Continuations

I’ve been working with continuations for the past few days. I haven’t had occasion to use them before, and must confess to finding them a little spooky. As a first impression I’d say that I like them, but find that, as with threads, buggy code that involves continuations can give rise to some truly bewildering behaviour.

Spooky

A continuation is basically a blob of code and/or data that represents all the future steps of a computation. On one level this isn’t too remarkable; most programming languages have some concept of a “main” function, and it’s easy to conceive of grabbing a pointer to this function, and calling that a “continuation” (albeit a very particular one). A program that can perform a similar operation at any point, however, is a little stranger.

Useful

The nice thing about continuations is that they make it easy for a program to schedule its own execution. In particular, a program can make its current continuation the callback associated with some asynchronous event. This technique allows you to trivially implement cooperative multitasking.

Bewildering

When continuations are used heavily (e.g. in a continuation-passing style program) they can become confusing. (For example, one has no meaningful call stack when debugging continuation code that’s been scheduled asynchronously.)
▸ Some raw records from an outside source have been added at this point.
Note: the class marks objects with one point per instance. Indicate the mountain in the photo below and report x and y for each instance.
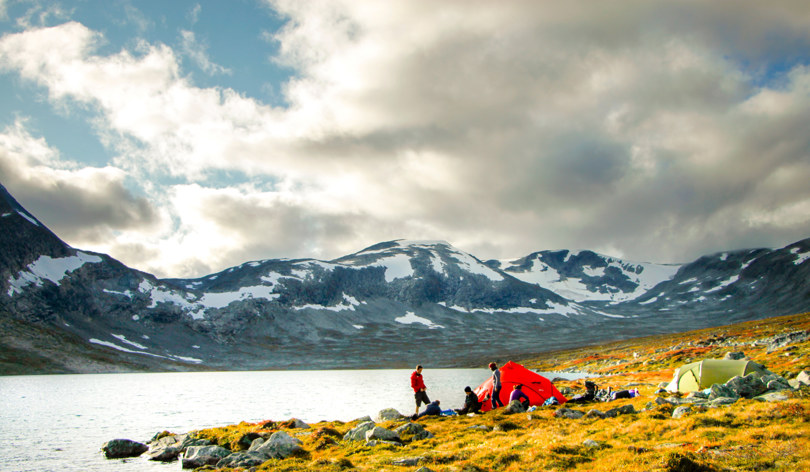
(393, 304)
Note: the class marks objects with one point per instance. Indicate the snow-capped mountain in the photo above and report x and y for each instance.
(393, 304)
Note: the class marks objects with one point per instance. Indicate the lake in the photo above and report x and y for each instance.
(60, 422)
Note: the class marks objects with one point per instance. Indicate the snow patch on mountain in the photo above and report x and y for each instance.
(49, 268)
(410, 318)
(801, 257)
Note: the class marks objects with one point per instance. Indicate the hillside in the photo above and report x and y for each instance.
(378, 307)
(645, 434)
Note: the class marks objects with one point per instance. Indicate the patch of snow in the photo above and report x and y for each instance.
(188, 359)
(410, 318)
(800, 257)
(396, 267)
(594, 271)
(471, 264)
(49, 268)
(652, 300)
(223, 299)
(127, 294)
(123, 349)
(724, 284)
(30, 219)
(124, 340)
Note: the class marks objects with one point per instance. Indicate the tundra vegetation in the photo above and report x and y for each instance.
(746, 435)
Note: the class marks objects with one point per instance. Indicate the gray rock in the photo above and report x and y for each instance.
(515, 407)
(256, 444)
(379, 433)
(242, 459)
(358, 433)
(595, 414)
(748, 386)
(165, 449)
(198, 456)
(681, 411)
(407, 461)
(804, 377)
(772, 397)
(388, 414)
(480, 427)
(280, 445)
(722, 391)
(568, 413)
(591, 443)
(118, 448)
(380, 442)
(416, 431)
(298, 424)
(722, 401)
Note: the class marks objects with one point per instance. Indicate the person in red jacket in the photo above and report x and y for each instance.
(419, 389)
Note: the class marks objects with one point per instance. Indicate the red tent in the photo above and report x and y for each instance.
(535, 386)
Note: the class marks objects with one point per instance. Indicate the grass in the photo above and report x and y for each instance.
(746, 436)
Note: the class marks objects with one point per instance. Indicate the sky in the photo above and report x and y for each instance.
(185, 137)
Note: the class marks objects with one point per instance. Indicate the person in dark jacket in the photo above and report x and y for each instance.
(419, 389)
(471, 403)
(432, 409)
(517, 394)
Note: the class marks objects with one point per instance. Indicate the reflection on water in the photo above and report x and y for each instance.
(59, 422)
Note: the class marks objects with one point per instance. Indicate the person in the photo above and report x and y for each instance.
(471, 403)
(517, 394)
(496, 386)
(419, 389)
(431, 409)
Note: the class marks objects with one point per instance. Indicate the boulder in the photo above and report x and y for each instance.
(279, 446)
(198, 456)
(722, 391)
(242, 459)
(413, 432)
(165, 449)
(568, 413)
(358, 433)
(594, 413)
(389, 414)
(376, 442)
(118, 448)
(747, 387)
(772, 397)
(381, 434)
(515, 407)
(734, 356)
(681, 411)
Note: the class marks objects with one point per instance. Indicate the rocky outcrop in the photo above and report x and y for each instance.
(119, 448)
(198, 456)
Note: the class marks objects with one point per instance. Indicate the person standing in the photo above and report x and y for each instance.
(496, 386)
(419, 389)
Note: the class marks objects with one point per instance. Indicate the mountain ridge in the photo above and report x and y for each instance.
(392, 304)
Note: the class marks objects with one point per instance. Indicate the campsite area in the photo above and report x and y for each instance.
(650, 432)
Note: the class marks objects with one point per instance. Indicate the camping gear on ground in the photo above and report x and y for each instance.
(703, 374)
(535, 386)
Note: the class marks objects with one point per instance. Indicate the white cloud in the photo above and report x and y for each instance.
(663, 131)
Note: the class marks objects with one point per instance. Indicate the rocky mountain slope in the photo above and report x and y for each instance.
(390, 305)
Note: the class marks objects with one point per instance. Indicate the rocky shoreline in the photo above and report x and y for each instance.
(281, 440)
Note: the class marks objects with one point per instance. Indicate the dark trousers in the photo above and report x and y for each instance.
(421, 397)
(496, 398)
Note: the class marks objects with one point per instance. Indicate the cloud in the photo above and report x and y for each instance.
(78, 203)
(660, 131)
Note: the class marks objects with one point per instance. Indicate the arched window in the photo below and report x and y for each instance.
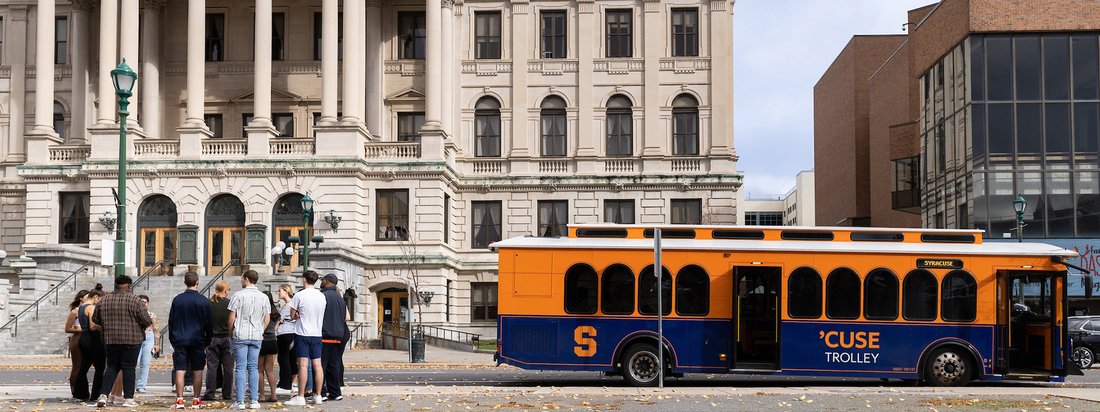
(842, 294)
(553, 126)
(619, 126)
(647, 291)
(919, 296)
(959, 299)
(693, 291)
(685, 125)
(880, 296)
(617, 290)
(804, 293)
(581, 290)
(59, 119)
(487, 127)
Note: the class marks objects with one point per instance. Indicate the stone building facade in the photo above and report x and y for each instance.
(428, 129)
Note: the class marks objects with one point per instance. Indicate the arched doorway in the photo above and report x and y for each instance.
(224, 222)
(156, 225)
(287, 220)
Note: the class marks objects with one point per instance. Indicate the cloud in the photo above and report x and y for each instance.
(781, 47)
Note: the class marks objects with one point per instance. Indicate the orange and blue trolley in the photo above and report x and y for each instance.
(934, 305)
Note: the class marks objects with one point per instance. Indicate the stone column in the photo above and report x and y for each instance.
(520, 52)
(108, 42)
(44, 68)
(261, 130)
(352, 63)
(195, 129)
(433, 75)
(722, 80)
(448, 69)
(151, 68)
(80, 43)
(330, 70)
(43, 135)
(17, 57)
(589, 137)
(655, 39)
(129, 52)
(374, 103)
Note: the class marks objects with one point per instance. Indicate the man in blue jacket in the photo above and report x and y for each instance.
(333, 330)
(189, 331)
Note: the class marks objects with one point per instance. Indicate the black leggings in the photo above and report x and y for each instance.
(287, 363)
(92, 353)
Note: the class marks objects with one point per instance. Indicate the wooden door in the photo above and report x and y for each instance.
(287, 264)
(224, 247)
(157, 245)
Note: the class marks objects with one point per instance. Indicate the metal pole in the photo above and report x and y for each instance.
(306, 237)
(120, 231)
(660, 310)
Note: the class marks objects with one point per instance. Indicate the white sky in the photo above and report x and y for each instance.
(781, 47)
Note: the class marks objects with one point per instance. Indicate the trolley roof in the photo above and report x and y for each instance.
(774, 238)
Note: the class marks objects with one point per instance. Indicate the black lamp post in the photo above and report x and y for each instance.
(1020, 204)
(124, 79)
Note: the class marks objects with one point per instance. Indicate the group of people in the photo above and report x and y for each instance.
(233, 338)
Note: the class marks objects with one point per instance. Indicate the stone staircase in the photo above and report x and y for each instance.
(46, 335)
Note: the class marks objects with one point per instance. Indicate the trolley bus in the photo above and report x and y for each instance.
(933, 305)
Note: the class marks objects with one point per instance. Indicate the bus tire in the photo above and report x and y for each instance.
(948, 367)
(639, 365)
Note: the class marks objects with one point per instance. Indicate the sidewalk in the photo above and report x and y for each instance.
(360, 358)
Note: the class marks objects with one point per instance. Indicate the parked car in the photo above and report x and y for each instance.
(1085, 332)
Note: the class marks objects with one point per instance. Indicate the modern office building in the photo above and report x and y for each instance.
(422, 132)
(795, 208)
(983, 101)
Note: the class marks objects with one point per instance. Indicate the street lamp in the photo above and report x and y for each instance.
(307, 214)
(124, 79)
(1020, 204)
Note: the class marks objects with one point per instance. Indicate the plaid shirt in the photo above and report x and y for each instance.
(122, 318)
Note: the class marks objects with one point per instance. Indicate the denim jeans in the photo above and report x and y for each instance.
(248, 356)
(144, 358)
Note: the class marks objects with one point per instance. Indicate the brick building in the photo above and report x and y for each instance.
(980, 102)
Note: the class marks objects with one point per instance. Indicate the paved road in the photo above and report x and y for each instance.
(512, 377)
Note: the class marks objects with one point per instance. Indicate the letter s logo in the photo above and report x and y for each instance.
(585, 342)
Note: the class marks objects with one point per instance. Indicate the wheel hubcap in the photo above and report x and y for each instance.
(948, 367)
(1084, 357)
(642, 366)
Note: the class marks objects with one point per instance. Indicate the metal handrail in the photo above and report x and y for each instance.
(144, 277)
(13, 323)
(435, 332)
(205, 290)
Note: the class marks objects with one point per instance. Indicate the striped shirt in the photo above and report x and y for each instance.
(251, 308)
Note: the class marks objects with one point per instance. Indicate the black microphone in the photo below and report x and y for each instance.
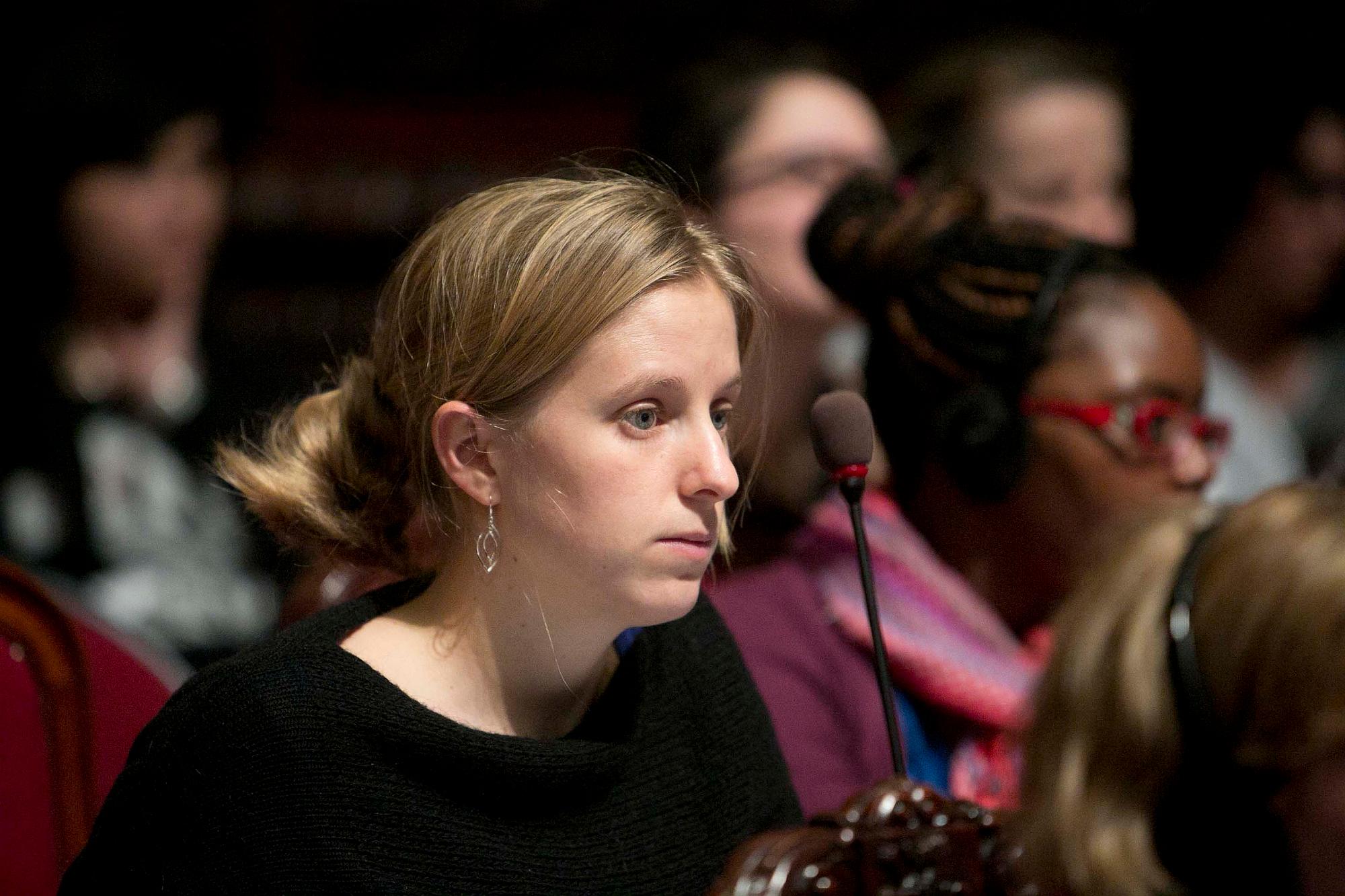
(843, 438)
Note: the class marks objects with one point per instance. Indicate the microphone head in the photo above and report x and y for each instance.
(843, 430)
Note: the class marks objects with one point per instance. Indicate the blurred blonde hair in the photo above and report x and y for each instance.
(1269, 623)
(488, 307)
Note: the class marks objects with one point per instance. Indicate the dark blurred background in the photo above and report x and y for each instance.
(352, 123)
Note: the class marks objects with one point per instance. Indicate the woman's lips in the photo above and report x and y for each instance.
(691, 546)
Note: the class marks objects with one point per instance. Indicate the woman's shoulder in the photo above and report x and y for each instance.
(284, 686)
A continuation-passing style (CPS) program has its own special hazard. Calls to functions that are passed continuations should not be followed by any other instructions. There are several reasons for this:

  • Instructions following the function call aren’t covered by the passed continuation; therefore, their existence violates the notion that the passed continuation represents “the rest of the computation”.
  • Instructions following the function call will be executed at some unknown time relative to the instructions covered by the continuation. (In effect, you create two threads of execution when you pass a continuation to a function, and then execute more code on that function’s return.)
  • If the code following the function call starts passing continuations around itself, you’ve really created a co-operatively multithreaded program, with execution switching back and forth between the threads based upon when each thread finds itself waiting for an event. This probably isn’t what you want.

Unfortunately, the “no code after a CPS call” rule isn’t particularly intuitive if you’re new to continuations. (This statement is particularly relevant if you’re porting non-CPS code.) Really unfortunately, violations of this rule, like thread bugs, don’t pop up immediately or consistently, or demonstrate much locality.

A Suggestion

I found it useful to put some “sanity checks” in my blocking functions. Since I was writing single threaded code, there should never be a process waiting for a blocking function when that function is executed.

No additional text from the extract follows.